The REAL FLICK from director/co-writer Richard Schenkman (Abraham Lincoln vs. Zombies) has Emily (Noell Coet), a girl who went spontaneously blind after the trauma of a car wreck that killed her mom. She wants to get off her meds, talks to a psychologist and is 17, not necessarily in that order.
She’s got a boyfriend named Jimmy and wants to go on a ski trip with him. Her dad (Daniel Hugh Kelly), initially dubious, relents, but only after she rags on him about not putting himself out there and
condemning himself to a life of TV dinners and Hallmark Channel flicks.
So she gets left home alone after the house gets egged and somebody spray-painted “boo” on it. And while this guy from the first scene who’s lurking outside the house in a yellow raincoat provides the external threat to her, the most-suspenseful scene in the flick is where she spends 45 seconds ALMOST stepping on a piece of glass after messing around with a smoke alarm that randomly went off.

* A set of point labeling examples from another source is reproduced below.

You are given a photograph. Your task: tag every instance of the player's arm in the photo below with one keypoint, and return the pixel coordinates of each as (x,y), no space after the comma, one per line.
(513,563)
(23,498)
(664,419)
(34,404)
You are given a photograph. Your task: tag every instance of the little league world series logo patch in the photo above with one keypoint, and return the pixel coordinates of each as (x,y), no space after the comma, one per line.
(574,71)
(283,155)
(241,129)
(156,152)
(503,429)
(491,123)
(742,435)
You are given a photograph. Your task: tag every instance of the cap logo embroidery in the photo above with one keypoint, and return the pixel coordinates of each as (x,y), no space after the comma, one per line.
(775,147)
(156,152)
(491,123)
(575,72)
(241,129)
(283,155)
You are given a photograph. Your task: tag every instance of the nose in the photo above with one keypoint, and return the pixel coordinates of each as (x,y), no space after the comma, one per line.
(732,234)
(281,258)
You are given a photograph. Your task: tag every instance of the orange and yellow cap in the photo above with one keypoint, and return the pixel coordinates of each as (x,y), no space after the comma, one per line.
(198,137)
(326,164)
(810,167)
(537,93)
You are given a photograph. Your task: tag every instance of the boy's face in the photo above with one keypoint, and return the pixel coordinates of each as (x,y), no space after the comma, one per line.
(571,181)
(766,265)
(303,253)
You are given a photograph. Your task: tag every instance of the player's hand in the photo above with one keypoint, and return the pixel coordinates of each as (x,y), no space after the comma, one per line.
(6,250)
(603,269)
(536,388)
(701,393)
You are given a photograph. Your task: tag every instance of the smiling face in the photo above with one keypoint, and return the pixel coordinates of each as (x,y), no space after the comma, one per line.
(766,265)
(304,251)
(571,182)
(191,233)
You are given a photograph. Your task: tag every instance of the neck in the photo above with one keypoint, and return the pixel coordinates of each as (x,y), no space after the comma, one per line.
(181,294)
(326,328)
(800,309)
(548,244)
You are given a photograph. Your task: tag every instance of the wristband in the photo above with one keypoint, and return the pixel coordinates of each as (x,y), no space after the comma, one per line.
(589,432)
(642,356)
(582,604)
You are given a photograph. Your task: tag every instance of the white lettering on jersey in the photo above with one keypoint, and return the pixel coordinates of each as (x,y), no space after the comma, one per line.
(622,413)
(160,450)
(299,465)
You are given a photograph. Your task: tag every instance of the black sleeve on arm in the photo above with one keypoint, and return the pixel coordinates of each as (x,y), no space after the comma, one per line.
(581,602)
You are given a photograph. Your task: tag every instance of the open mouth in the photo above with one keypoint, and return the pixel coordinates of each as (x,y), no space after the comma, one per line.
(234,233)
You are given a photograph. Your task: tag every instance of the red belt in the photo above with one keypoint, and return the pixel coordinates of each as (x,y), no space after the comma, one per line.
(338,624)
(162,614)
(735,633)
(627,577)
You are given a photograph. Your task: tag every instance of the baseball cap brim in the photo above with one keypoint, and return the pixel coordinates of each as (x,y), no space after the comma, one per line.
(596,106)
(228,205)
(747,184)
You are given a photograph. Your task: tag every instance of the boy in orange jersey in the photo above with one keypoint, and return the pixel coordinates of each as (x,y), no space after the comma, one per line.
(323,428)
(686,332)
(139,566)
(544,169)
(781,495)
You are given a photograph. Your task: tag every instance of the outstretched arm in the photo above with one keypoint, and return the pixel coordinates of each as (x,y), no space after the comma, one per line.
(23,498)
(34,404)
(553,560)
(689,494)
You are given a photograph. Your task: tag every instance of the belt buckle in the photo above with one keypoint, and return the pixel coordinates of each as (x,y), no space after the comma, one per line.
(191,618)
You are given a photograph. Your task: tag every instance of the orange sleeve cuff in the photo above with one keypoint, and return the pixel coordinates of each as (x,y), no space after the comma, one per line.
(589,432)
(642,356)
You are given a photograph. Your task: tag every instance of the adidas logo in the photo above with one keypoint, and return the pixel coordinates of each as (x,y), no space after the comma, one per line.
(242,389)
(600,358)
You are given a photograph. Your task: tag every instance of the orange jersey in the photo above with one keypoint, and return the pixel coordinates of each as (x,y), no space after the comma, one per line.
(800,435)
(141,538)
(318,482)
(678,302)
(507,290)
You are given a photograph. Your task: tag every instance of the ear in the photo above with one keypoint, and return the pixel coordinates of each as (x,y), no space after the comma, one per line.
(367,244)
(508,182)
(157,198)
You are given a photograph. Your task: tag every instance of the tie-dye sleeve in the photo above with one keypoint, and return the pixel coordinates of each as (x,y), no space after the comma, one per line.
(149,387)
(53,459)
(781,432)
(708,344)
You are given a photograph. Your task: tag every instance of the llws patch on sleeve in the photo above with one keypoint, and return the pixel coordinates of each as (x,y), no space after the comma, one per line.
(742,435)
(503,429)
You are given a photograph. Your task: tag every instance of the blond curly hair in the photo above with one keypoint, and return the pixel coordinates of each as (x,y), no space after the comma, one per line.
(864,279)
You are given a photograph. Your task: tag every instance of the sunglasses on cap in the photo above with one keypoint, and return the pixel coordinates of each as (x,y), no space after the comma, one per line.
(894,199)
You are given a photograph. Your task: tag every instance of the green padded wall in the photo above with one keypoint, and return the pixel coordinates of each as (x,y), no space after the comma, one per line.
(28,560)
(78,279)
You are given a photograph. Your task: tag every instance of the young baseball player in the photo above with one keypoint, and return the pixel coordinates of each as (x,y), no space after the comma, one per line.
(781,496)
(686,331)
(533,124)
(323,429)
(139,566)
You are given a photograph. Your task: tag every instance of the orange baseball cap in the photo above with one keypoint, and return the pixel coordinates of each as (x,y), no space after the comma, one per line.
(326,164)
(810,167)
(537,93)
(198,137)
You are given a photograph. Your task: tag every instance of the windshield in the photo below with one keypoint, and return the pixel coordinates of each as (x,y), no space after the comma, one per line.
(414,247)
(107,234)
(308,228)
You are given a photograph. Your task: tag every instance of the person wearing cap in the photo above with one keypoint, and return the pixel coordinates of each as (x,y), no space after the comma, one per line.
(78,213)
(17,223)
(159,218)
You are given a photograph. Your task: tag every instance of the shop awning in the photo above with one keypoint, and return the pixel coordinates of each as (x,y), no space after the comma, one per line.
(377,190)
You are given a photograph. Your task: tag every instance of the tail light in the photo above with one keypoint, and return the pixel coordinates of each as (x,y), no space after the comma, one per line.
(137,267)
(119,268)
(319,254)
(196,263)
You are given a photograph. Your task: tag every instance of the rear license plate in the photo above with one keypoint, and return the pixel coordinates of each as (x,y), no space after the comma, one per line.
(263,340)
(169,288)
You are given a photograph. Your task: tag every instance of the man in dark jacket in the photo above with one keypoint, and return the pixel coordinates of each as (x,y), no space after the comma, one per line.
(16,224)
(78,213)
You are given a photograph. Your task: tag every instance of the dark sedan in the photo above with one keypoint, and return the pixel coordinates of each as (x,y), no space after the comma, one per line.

Rest of it is standard home-invasion fare with a bit of mystery as to whom the assailant is, but since the main girl has to last until the end of the flick, we have to bring in some other folks (including an aunt
picking up a Halloween costume) so we could have …
Best Way to Explain Her Lot in Life and Set Up the Flick’s Finale: Emily — “I’m happy, I’m well adjusted, I’m smart. I have a boyfriend” and “The doctor says there’s nothing physically wrong with my eyes and my vision could come back at any time.”
Best Way to Add Spooky Cred to a Halloween-adjacent Flick: The gratuitous use of Night of the Living Dead footage.
Best Way to Start a Flashback: Dad’s crummy driving hits a pothole and triggers Emily.
Best Way to Get an Infection: Rather than fixing/bandaging her glass-punctured foot, Emily grabs a hand broom and a dustpan.
Best Recurring Recurrence: Jimmy (Ian Bamberg) pops in and out of Emily’s home. Lots.
Best Red Herring: Dad says “Hey it’s what we do. Get tortured and torture in return. And when we were kids we called it Cabbage Night.”
Dad’s Best Joke: “What do you think, how do I look?” to Emily before heading out for a date.
Best Clue that They’re Not Gonna Make it Back: There were multiple “I’ll be right backs” by characters.
Typical home-invasion stuff going on with the whole Wait Until Dark setup (it’s a classic from the 1960s — blind woman getting chased all over by burglars) and the Halloween/Mischief Night stuff appended to
Problem with this one is that even though the main character is blind, a lot of the scenes are dark for the sake of being dark. Also, no garbonzas, even from the woman who’s nekkid at the top of the flick,
so a half-star deduction is warranted there.
Mischief Night earns about a star and a half, based mostly on the strength of Coet’s performance, and is available for rent from Apple TV and elsewhere and on physical media. It’s not to be confused with the 2014 flick with the same name.